Ignoring your emotions while trading
Emotional trading is a real thing, and you should be very aware of that if you want to make good trading decisions. Essentially, emotional trading is when you allow your personal feelings and emotions to impact your decision-making. When you base your trading decisions on emotions, it’s challenging to assess risks correctly and make advantageous choices.
For example, you may feel stressed or anxious for personal reasons. In this case, you are more prone to make mistakes and ignore risks. Or, you may feel really excited about winning a large amount of money which, again, makes you more likely to miss the real risks of entering a trade.
That being said, you need to make sure that your emotions never influence your trading decisions.
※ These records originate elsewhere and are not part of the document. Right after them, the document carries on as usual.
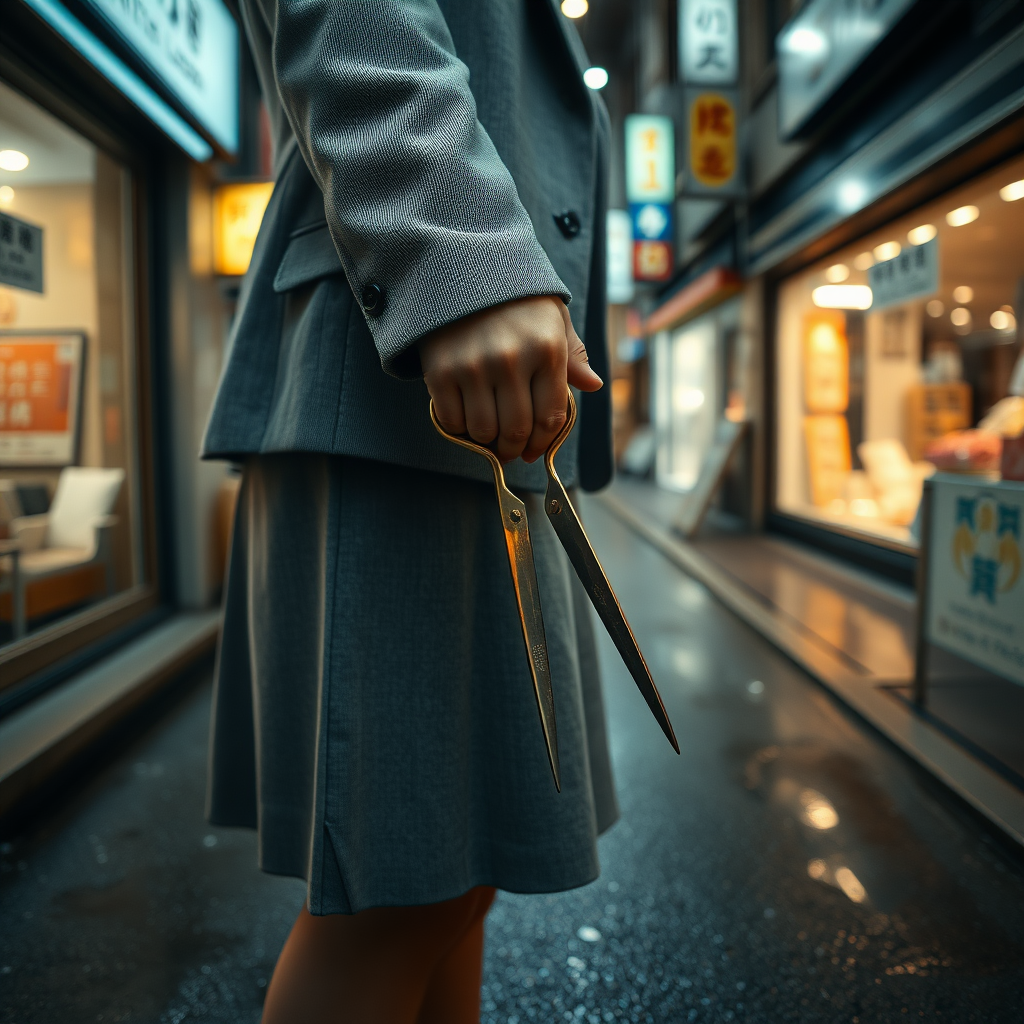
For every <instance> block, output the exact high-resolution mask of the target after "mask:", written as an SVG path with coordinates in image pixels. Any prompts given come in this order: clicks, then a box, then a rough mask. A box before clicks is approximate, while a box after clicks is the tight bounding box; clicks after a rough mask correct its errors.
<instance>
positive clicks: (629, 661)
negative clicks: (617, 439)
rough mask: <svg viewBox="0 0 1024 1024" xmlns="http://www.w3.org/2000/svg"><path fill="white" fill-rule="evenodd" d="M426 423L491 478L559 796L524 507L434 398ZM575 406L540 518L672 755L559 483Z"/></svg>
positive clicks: (547, 674) (480, 450) (519, 620)
mask: <svg viewBox="0 0 1024 1024" xmlns="http://www.w3.org/2000/svg"><path fill="white" fill-rule="evenodd" d="M430 419H431V420H432V421H433V424H434V427H435V428H436V429H437V432H438V433H439V434H440V435H441V436H442V437H445V438H447V440H450V441H453V442H454V443H456V444H461V445H462V446H463V447H464V449H468V450H469V451H470V452H475V453H476V454H477V455H482V456H483V457H484V458H485V459H486V460H487V462H489V463H490V468H492V470H493V471H494V474H495V489H496V490H497V492H498V505H499V507H500V508H501V513H502V527H503V528H504V530H505V545H506V547H507V548H508V555H509V568H510V569H511V570H512V587H513V590H514V591H515V599H516V603H517V604H518V606H519V623H520V625H521V626H522V638H523V640H524V641H525V643H526V657H527V660H528V662H529V671H530V675H531V676H532V679H534V693H535V695H536V696H537V707H538V710H539V711H540V713H541V729H542V731H543V732H544V742H545V744H546V746H547V750H548V761H549V762H550V763H551V773H552V775H554V777H555V788H556V790H558V792H559V793H561V788H562V785H561V776H560V774H559V770H558V736H557V732H556V730H555V698H554V693H553V692H552V689H551V668H550V666H549V663H548V642H547V640H546V639H545V635H544V616H543V615H542V614H541V592H540V589H539V588H538V586H537V569H536V567H535V565H534V546H532V544H531V543H530V539H529V522H528V521H527V519H526V509H525V507H524V503H523V502H522V501H520V500H519V499H518V498H516V496H515V495H513V494H512V492H511V490H509V488H508V487H507V486H506V485H505V473H504V472H503V471H502V464H501V461H500V460H499V458H498V456H496V455H495V453H494V452H492V451H490V449H488V447H484V446H483V445H482V444H477V443H475V442H474V441H471V440H469V438H467V437H459V436H458V435H456V434H450V433H449V432H447V431H446V430H445V429H444V428H443V427H442V426H441V425H440V424H439V423H438V422H437V415H436V413H435V412H434V402H433V399H431V401H430ZM575 421H577V407H575V399H574V398H573V397H572V391H571V390H569V391H568V409H567V415H566V417H565V424H564V426H563V427H562V429H561V430H560V431H559V432H558V434H557V436H556V437H555V439H554V440H553V441H552V442H551V444H550V445H549V447H548V451H547V452H545V454H544V468H545V469H546V470H547V472H548V487H547V490H546V492H545V495H544V511H545V512H546V513H547V514H548V520H549V521H550V522H551V525H552V526H553V527H554V529H555V534H556V535H557V537H558V540H559V541H560V542H561V544H562V547H563V548H564V549H565V553H566V554H567V555H568V558H569V561H570V562H571V563H572V567H573V568H574V569H575V570H577V575H579V577H580V582H581V583H582V584H583V586H584V589H585V590H586V591H587V594H588V596H589V597H590V599H591V601H592V602H593V604H594V607H595V608H596V609H597V613H598V615H599V616H600V618H601V622H602V623H603V624H604V628H605V629H606V630H607V631H608V635H609V636H610V637H611V640H612V643H614V645H615V647H616V649H617V650H618V653H620V654H621V655H622V658H623V660H624V662H625V663H626V668H627V669H629V671H630V675H631V676H632V677H633V679H634V681H635V682H636V684H637V686H638V687H639V689H640V692H641V693H642V694H643V697H644V699H645V700H646V701H647V707H648V708H650V710H651V712H652V713H653V715H654V718H655V719H657V724H658V725H660V726H662V731H663V732H664V733H665V734H666V736H667V737H668V739H669V742H670V743H672V745H673V749H674V750H675V752H676V753H677V754H678V753H679V743H678V742H677V741H676V733H675V732H674V730H673V728H672V723H671V722H670V721H669V715H668V713H667V712H666V710H665V705H664V703H663V702H662V695H660V694H659V693H658V692H657V687H656V686H655V685H654V680H653V679H652V678H651V675H650V670H649V669H648V668H647V663H646V662H645V660H644V659H643V654H641V653H640V648H639V647H638V646H637V642H636V637H634V636H633V631H632V630H631V629H630V624H629V623H628V622H626V616H625V615H624V614H623V609H622V607H621V606H620V604H618V600H617V598H616V597H615V593H614V591H613V590H612V589H611V584H609V583H608V578H607V577H606V575H605V574H604V569H603V568H601V563H600V562H599V561H598V560H597V555H595V554H594V549H593V548H592V547H591V544H590V540H589V539H588V538H587V534H586V531H585V530H584V528H583V524H582V523H581V522H580V516H579V515H578V514H577V510H575V509H574V508H573V507H572V502H570V501H569V496H568V494H567V493H566V490H565V486H564V485H563V483H562V481H561V480H560V479H559V478H558V472H557V470H556V469H555V455H556V454H557V453H558V450H559V449H560V447H561V446H562V444H563V443H564V441H565V438H566V437H568V435H569V432H570V431H571V430H572V427H573V426H574V425H575Z"/></svg>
If you’re feeling either too stressed, too anxious, or too excited about something, it’s best to give yourself some time to balance your emotional state before entering or exiting a trade.
Not staying up-to-date with global news
The Forex world is largely influenced by what is happening around the world. More precisely, various global events can impact the value of currencies, from economic events to natural disasters, political crises, or pandemics.
For this reason, staying up-to-date with what is happening around the world allows you to make informed trading decisions and move quickly to enter or exit a trade. You’re more empowered to protect yourself from losing money when you can guess how the market will move based on what happened.